NAOMI KLEIN: Well, I’ll start with the second point, because this is something else that is so strange about the timing. I think the moment of just rewarding Obama for awakening hope and optimism has clearly passed. And we certainly see this in the context of Israel-Palestine, where there was a huge amount of hope that was awakened and inspired by Obama’s rhetoric, by his historic Cairo speech. But now we’re past that moment. He didn’t just give that speech yesterday. And now is the moment when we’re seeing his actual commitment to change. And it has been one disappointment after the next.

First, an extremely half-hearted attempt to get tough with the Netanyahu government when it comes to settlement expansion. I say “half-hearted,” because demands were made, but they weren’t followed through with any kind of muscle. As we know, the US has more than moral suasion to use with the Netanyahu government, if it’s really opposed to settlement expansion. There are billions of military aid that, of course, is never put on the table. And after a little bit of moral suasion failed, we see the same defeatism setting in.

And then the Goldstone report. You know, one of the supposed victories of the US reengagement with multilateralism has been the US taking a seat on the Human Rights Council. But what we see, as in the context of the climate negotiations, is the US is reengaging, but in an extremely destructive way, using their status, their seat at the table, to undermine international law. That’s happening in the context of the climate negotiations, and now it’s happened in the context of the Goldstone report, where, rather than strengthening international law, the US pressure on Abbas and also their own words and actions undermine a crucial report, which should have been a breakthrough.

And the Obama administration wasted absolutely no time in selling out Judge Richard Goldstone with no basis of fact whatsoever. The report was extremely balanced. The Obama administration could have stepped back and allowed it to work its way through the UN system, really kind of hid behind the UN on this one. Here you have a judge with an extraordinary international reputation for his belief in international law and his commitment to the reality of the—of “never again,” whether in the context of Rwanda or the former Yugoslavia. And this is somebody who’s really, really been committed to that idea. And the US has allowed his reputation to be destroyed, and contributed to it in many ways. So this is a moment where Palestinians more and more are saying, “OK, you raised our hopes, and now you’re dashing them.”

And then, in the middle of all this, the Nobel Prize Committee awards their top honors to Obama. And I think it’s quite insulting. I don’t know what kind of political game they’re playing, but I don’t think that the committee has ever been as political as this or as delusional as this, frankly.

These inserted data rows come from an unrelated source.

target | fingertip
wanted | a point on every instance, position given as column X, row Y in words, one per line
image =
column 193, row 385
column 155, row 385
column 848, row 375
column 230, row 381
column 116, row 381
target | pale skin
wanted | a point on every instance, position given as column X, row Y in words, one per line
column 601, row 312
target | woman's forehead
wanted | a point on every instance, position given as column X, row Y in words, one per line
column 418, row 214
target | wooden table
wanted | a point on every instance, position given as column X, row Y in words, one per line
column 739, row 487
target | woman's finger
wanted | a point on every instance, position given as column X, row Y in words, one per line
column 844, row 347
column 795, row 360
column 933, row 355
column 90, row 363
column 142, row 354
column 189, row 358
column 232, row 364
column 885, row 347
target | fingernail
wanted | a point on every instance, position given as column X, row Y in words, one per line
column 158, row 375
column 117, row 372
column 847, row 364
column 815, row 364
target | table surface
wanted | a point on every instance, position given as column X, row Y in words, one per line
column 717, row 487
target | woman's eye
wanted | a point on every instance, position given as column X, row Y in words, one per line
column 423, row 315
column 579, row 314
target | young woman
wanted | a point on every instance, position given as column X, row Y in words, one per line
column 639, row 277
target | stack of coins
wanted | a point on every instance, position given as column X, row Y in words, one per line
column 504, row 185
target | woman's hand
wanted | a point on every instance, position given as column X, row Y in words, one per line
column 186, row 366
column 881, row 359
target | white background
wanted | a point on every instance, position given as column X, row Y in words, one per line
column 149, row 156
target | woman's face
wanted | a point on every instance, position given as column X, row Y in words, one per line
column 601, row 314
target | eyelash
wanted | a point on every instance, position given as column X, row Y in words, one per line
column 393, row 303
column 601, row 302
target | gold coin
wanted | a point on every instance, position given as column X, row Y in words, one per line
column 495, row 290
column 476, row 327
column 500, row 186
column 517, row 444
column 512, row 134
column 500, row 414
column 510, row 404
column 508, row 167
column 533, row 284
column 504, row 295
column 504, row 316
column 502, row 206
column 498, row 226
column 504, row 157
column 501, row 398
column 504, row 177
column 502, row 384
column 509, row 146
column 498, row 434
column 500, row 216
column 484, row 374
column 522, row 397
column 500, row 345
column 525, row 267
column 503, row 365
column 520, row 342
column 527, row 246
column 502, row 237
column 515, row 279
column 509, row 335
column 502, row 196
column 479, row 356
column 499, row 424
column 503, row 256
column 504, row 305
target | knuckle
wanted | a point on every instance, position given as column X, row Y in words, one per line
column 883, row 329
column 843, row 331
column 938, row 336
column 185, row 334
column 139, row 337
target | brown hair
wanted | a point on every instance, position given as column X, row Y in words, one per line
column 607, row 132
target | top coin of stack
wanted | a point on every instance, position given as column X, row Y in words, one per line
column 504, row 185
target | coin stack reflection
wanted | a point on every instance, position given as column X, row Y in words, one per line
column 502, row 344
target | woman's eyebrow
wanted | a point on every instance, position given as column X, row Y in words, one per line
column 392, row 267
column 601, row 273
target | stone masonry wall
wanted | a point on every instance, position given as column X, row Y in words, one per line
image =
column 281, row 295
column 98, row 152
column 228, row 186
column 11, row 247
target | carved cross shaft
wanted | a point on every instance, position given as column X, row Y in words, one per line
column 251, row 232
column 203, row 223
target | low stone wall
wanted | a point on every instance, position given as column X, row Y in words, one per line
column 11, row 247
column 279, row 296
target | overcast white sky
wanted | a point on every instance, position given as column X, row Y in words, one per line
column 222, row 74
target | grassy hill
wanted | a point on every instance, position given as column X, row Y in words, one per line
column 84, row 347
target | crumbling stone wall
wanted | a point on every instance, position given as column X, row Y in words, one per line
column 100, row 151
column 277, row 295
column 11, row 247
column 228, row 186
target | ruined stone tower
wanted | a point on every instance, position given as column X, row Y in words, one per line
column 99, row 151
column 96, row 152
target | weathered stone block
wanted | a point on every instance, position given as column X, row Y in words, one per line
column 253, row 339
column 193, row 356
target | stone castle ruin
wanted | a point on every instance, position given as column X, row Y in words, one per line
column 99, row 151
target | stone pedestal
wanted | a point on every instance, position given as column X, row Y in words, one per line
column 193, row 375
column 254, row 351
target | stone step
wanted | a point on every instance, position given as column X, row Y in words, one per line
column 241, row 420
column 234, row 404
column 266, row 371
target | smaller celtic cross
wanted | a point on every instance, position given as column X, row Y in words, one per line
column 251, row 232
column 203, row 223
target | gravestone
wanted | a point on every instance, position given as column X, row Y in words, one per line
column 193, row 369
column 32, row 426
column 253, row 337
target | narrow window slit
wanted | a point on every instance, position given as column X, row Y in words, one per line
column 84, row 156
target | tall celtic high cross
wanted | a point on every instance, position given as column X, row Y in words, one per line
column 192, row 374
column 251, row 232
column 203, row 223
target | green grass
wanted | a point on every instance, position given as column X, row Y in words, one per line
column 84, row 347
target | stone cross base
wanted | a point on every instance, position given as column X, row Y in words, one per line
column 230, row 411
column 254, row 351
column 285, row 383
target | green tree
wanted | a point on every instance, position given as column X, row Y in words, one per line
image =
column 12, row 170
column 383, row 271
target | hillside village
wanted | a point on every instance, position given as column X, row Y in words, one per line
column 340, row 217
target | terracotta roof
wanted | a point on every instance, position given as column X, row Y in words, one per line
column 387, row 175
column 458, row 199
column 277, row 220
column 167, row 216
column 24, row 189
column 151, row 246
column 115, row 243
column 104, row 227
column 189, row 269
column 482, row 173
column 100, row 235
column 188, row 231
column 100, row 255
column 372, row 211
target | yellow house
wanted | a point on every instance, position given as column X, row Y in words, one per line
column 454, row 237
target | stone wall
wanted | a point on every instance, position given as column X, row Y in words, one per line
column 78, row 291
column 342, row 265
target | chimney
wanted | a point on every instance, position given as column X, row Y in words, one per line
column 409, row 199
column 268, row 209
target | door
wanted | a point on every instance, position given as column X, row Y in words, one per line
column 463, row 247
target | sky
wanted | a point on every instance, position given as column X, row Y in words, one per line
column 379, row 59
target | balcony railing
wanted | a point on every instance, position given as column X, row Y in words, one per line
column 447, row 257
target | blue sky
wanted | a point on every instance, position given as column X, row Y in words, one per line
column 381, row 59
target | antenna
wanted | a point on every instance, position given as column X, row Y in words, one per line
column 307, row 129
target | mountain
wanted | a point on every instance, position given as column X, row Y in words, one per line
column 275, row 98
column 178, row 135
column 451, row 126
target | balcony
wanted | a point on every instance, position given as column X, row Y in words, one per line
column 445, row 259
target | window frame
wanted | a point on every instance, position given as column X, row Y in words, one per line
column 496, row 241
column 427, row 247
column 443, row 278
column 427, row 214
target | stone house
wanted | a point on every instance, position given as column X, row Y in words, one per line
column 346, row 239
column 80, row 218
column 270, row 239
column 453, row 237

from 10/11/09 McLaughlin Group:

MS. CROWLEY: Honors should be deserved and they should be earned. And the Nobel committee jumped the shark when they gave President Obama this award. This is theater of the absurd. And the Nobel committee did what the International Olympic Committee would not do, which is to give an award to President Obama just for being, well, President Obama.

Look, what this does is actually devalue the award and diminish the actual real world-changing accomplishments of those who've gotten the award before him; namely, Nelson Mandela, Mother Teresa. And it also shows an increasing politicization of the award. We've seen it go to Al Gore. We've seen it go to Jimmy Carter.

And so what the Nobel committee is really doing is saying, "Look, we'll give it to an American as long as it's the right kind of American, who shares our values," where America is essentially the root of all evil in the world. And when you have a president who is essentially acknowledging that or spending a good deal of his time apologizing for this country, it's no wonder that he got this.